Dance in the Middle Ages
Written by Simon Newman
History - Middle Ages
Dancing in the middle ages was a very reserved practice as the church played an important role in the middle ages and did not approve of dancing. Eventually the church did approve and some dancing was implemented in some of the religious sermons.
Instruments used while dancing was mainly drums and background lute, accompanied by singing. Other instruments also included bells, jingles, long drums, nakers (or nakir: a small drum of Arabic origin), side drums, tabors, tambourines and timpani (also known as a kettle drum).
Medieval dances represent a rich culture from all over Europe and consist of many type and variations of dances. In this article we will explore the most common and popular forms of dances performed in the middle ages.
Many of our modern dances are derived from these types of middle age dances, with mostly each country adapting the dance to suite each owns culture and can be seen performed all over the world.
Unfortunately not many original documents remain on the procedures and steps of dances in the middle age time, and we can only assume how it was done according to the information which is available.
The main type of dance practiced was the chain dance. Various names existed for the chain dance, depending on country.
France named it “Carola”, or Carol. Northern France aptly named it “ronel” and in Germany it was known as “Reigen”.
The Carola consisted mainly of people forming a circle while holding hands and dancing to singing.
This dance is also a circle dance where couples form a circle with the women being on their partner’s right. Men and women alternate steps and turns. It is performed to variations of the tune “Sellingers round” by the medieval composer William Byrd.
The word branle is derived from the French word branler meaning to shake. It is a dance performed where couples in a circle move mainly from side to side or in a line and change partners at given times.
The Estampie replaced the Carola, or ring dancing by introducing line dancing where couples faced the public in lines and not dancing in a formed circle. Also more instruments were used, instead of singing.
The Saltarello name is derived from the Italian verb “saltare" and is a very lively and aerobic type of dance. It contains jump movements. originated in the 1400s in central Italy and is characterized by lively and leaping dance steps. Its name derives from the Italian verb "saltare," which means to jump, according to musician and author Lou Manzi in "Guitar Atlas Italy: Your Passport to a New World of Music."

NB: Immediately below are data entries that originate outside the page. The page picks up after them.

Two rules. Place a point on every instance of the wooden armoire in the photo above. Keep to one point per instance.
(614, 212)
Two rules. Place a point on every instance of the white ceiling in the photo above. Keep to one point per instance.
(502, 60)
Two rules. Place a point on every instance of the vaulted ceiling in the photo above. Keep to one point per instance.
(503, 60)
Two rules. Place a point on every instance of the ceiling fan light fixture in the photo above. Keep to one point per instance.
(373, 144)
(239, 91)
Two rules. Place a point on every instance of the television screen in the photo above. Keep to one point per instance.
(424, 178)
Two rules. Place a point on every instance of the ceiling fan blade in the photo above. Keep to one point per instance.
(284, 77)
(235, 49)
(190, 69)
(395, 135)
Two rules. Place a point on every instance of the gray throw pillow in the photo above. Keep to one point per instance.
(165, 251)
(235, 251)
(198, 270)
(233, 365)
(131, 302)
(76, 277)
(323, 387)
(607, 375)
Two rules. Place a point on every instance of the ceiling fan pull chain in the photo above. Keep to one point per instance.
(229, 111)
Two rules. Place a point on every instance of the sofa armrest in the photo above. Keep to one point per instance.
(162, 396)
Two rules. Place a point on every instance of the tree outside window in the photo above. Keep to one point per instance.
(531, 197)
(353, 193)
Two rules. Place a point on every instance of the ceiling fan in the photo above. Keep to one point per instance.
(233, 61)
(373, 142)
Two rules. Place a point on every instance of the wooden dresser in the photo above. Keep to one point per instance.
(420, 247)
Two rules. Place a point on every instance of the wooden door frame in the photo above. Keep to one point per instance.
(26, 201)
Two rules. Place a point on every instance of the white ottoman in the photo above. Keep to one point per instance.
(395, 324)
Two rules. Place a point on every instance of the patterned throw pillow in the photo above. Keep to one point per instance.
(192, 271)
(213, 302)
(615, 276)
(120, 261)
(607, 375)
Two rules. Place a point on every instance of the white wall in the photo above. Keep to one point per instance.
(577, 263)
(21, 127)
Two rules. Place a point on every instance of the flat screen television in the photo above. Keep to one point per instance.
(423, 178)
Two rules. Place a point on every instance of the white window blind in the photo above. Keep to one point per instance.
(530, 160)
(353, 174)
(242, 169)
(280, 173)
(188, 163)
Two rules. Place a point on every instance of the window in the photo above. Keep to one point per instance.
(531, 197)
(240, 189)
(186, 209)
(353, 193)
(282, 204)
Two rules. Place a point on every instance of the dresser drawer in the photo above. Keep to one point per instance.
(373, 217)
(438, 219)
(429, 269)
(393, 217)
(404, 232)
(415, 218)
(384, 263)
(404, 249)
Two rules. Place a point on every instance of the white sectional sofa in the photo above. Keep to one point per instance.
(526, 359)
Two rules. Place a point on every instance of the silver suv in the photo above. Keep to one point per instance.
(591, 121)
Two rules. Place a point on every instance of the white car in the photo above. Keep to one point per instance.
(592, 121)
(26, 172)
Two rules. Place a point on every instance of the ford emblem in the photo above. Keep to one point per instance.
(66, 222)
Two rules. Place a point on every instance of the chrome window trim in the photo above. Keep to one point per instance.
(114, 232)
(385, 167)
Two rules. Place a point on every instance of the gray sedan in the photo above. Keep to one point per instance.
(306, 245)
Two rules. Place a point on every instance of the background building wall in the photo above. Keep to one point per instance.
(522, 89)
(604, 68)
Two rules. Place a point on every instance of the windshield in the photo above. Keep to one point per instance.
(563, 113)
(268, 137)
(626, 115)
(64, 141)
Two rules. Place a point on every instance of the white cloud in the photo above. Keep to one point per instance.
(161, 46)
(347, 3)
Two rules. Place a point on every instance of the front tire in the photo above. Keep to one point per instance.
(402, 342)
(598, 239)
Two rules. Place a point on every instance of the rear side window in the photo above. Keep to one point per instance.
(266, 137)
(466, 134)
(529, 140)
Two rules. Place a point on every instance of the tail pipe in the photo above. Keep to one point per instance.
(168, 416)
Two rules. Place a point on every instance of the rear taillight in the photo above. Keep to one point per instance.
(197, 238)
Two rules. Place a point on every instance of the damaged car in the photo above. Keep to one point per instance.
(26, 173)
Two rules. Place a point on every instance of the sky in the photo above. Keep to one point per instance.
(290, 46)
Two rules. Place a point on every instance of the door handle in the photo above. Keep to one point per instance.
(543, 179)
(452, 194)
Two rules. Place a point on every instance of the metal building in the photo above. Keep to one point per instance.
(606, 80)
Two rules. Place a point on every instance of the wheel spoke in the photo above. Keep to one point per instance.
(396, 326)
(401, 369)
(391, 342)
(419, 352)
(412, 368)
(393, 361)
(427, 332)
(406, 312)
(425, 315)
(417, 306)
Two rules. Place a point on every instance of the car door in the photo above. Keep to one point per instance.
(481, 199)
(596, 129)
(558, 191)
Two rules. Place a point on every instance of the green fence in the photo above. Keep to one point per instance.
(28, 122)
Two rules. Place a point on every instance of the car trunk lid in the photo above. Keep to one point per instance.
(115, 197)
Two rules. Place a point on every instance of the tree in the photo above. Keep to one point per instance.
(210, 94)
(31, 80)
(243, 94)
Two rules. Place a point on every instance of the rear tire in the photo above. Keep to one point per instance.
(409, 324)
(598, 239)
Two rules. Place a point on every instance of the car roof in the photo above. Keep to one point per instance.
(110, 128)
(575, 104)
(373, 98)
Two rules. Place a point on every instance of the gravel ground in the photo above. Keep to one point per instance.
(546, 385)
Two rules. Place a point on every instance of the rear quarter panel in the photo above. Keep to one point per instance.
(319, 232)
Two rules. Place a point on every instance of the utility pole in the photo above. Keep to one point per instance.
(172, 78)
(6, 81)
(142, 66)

This was the most popular court dance and was performed by two partners using slow and low movements, almost appearing to walk.
This is a passive dance. Movements are made in procession and mainly done in entrance to a court.
A lively dance performed by three couples using a verse and chorus style applied in country dances.
Two couples dance this dance. They make many turns and inter connect with other couples as the couples join the dance.
This style of dance is a country dance and involves making figure eight movements around bales of hay.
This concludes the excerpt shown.